Наши отношения стали рушиться. Ничего особенного не происходило за исключением того, что мы стали реже видеться, но тем страшнее была моя догадка: Настя охладела. Воцарилось долгое молчание. Молчание, за время которого, я понял, что сердечная боль – это не фигура речи, а самая настоящая симптоматика. Молчание, познакомившее меня с бутылкой.

Наконец, не выдержав, я вызвал Настю на очередной серьёзный разговор, но правда, которой я от неё добился, была неутешительна: нам надо взять перерыв, Насте нужно во всем разобраться.

И снова наступило молчание. Как собачонка, я помчался к Насте, когда одним субботним вечером она позвала меня к себе – видимо, для контрольной проверки. Мы посмотрели, разделённые подлокотником, «Залечь на дно в Брюгге», британскую тягомотину, и ушёл я от Насти с холодным, утешительным поцелуем на губах и ноющей болью в груди.

Наш последний совместный кадр: школьный коридор, она в свитере горчичного цвета и с букетом в руках, а я в синей рубашке, с растрёпанными после физ-ры волосами и какой-то извиняющейся, несмелой улыбочкой.

В начале декабря мы расстались – Настя залезла в мои переписки (доверяя ей, я не ставил галочку «чужой компьютер», когда заходил в ВК через её макбук) и нашла там пространное сообщение, в котором я плакался моей маленькой подруге Прокофию, мол, наши с Настей отношения обречены и я больше «в нас не верю». Вечером 3-го декабря Настя вызвала меня на разговор, мы походили по дворам Маёвских общаг, и в подъезде её дома Настя сообщила мне, что мы расстаёмся. Когда она уже поднялась к себе, я написал ей, попросил вернуться, и она вернулась. Я стал её уговаривать передумать, но она была непреклонна.

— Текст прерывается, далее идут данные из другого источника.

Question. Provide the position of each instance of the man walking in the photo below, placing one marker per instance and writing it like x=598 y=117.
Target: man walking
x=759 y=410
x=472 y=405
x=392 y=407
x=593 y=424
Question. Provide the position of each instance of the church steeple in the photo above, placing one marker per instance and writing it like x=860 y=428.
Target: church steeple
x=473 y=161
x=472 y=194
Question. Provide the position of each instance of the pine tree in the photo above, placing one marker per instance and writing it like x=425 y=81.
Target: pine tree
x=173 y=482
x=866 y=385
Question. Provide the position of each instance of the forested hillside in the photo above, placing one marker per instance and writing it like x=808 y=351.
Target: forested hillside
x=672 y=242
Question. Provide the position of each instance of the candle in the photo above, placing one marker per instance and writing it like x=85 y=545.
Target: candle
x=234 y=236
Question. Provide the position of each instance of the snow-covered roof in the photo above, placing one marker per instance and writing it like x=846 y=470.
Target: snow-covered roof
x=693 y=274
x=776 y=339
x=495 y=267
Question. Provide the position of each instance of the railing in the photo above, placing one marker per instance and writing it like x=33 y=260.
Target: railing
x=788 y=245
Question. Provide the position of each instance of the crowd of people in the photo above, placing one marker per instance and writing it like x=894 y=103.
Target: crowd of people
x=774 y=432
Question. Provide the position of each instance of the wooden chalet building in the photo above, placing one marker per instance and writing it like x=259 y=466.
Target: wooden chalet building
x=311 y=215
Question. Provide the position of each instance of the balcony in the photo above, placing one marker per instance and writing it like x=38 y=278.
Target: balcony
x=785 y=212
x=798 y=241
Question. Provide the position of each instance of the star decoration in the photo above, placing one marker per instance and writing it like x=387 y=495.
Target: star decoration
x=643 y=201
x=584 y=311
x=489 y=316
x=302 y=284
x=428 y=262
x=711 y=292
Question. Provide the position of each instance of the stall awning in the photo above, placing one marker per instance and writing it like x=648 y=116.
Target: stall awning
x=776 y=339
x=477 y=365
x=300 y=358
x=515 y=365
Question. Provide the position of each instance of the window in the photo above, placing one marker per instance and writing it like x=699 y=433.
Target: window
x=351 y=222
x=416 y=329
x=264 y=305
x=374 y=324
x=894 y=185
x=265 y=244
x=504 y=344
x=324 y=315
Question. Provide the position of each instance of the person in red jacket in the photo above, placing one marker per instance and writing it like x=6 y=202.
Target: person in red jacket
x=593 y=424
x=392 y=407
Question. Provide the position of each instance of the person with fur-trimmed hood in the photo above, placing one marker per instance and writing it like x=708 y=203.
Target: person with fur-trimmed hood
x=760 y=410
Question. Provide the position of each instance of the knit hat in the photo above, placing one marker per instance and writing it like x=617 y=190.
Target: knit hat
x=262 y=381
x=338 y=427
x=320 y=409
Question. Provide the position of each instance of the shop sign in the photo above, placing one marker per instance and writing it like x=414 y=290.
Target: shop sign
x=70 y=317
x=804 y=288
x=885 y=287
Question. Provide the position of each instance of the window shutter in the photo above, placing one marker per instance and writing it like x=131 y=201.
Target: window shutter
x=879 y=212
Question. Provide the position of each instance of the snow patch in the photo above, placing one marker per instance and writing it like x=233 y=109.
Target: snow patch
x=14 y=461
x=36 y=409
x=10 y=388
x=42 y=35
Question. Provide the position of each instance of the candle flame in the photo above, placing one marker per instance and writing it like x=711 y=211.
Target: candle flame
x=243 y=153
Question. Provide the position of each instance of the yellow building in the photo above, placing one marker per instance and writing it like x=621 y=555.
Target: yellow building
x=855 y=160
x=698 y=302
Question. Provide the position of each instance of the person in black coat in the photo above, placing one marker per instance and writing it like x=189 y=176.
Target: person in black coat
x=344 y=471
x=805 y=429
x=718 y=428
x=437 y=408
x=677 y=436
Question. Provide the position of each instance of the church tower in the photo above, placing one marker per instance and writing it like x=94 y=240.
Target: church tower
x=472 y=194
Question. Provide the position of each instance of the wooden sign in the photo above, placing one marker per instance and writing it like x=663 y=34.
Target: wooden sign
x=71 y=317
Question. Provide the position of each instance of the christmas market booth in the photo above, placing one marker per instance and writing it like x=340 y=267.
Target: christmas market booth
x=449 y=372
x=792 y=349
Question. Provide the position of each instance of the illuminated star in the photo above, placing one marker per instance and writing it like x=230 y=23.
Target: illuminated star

Возвращаясь домой на трамвае, я даже не плакал, а, скорее, периодически подвывал, и, выйдя на своей остановке, пошёл к дому какой-то боязливо-мелкой поступью, словно боясь потревожить ушибленное место.

Дома никого не было – мама вместе с моей тётей, её сестрой, уехала в магазин. Я выпил залпом каждую бутылку из маминой коллекции под кухонной раковиной. Не особо вглядывался в этикетки, но вроде бы это была смесь из лимончелло, виски и вина. Меня до сих пор передергивает, когда я вспоминаю, как я всё это пил, в горле будто встает кусок масла, а голову стискивает тупая боль. Но самое интересное то, что мне полегчало. Я осознавал себя так же ясно, как и прежде, но боль, мучительная, не подвластная ничему, кроме времени, притупилась – её затмило чувство особого момента, какое-то радостное предвкушение, как когда в детстве я узнавал, что меня поведут в гости к другу, где мы будем строить домики из подушек и играть в приставку.